The case was brought by VE by her litigation friend, the Official Solicitor, with the Royal Borough of Greenwich and South East London Clinical Commissioning Group as respondents.

Lieven J said the application was for an order that it was in AO's best interests to be allowed to leave the care home, and live with her daughter and her family.

She said: “The issue before me was originally framed as a challenge to the deprivation of AO's liberty under the Mental Capacity Act 2005 and thus a case concerning article 5 ECHR.

“However, as the matter progressed it became increasingly clear that it was really a case about AO's best interests under the MCA and the proportionality of the interference in her family life under article 8 ECHR.”

DJ Ralton made an order in September 2010 that it was in AO's best interests to live at a care home, but to have contact with VE.

While visiting VE over Christmas 2019 a medical examination diagnosed AO with advanced terminal ovarian cancer.

In March 2020 VE issued an application for personal welfare orders seeking AO's discharge from hospital.

Doctors at King’s College Hospital, where AO was treated, had found her to lack capacity to decide where she should live.

Later that month DDJ Kaufman made an order that it was in AO's best interests to be discharged from the hospital to the care home and that evidence should be produced as to AO's wishes, and the support that VE and her children could give her.

She was discharged back to the care home but by then restrictions around the COVID-19 pandemic had taken effect and while it was not thought to be present in the care home, it was impossible for its management to be certain.

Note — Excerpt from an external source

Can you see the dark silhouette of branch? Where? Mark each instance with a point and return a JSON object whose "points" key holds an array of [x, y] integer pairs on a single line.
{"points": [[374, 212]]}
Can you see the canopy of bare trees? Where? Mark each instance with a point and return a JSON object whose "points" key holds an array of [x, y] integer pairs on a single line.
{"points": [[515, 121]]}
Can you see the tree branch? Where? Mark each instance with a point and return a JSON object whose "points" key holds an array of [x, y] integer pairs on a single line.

Evidence from the CCG said it was experienced in giving end-of-life care in people’s homes and could do so for AO.

Lieven J said her ruling was “solely about what is in AO's best interests in circumstances where she had terminal cancer and her family wanted her to die at home with them” and that she had started “with the basic proposition that most people would strongly wish to die with their family around them”.

She noted: “Nobody argued before me that I should not allow AO to leave [the care home] because of the risk of COVID-19, or that any possible public interest in not allowing her to move outweighed her best interests, or her article 8 right.”

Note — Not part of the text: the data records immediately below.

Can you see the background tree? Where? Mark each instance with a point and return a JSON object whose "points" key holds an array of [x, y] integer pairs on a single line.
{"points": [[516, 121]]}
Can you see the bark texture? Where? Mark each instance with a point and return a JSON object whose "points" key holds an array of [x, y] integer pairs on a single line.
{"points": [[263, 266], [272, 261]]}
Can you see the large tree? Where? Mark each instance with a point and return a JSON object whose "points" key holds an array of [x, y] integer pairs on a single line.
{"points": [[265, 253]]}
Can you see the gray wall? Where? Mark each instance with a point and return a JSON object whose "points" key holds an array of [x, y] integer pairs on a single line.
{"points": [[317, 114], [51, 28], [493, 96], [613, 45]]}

The judge said there was strong evidence that AO had enjoyed a close and loving relationship with VE and her family while in the care home and “if AO was capable of expressing her wishes and feelings it is highly likely that she would say that she wished to leave [the care home] and spend the time left to her with VE”.

She found AO could be properly cared for in VE’s home and that the CCG could commission palliative care.

It was unclear whether anyone at the care home had contracted COVID-19 and the judge said that under the Health Protection (Coronavirus Restriction) Regulations 2020 for a family member to collect AO from the care home would be “to provide assistance to a vulnerable person and thus falls within that sub-regulation, it would in any event also accord with the order of the court."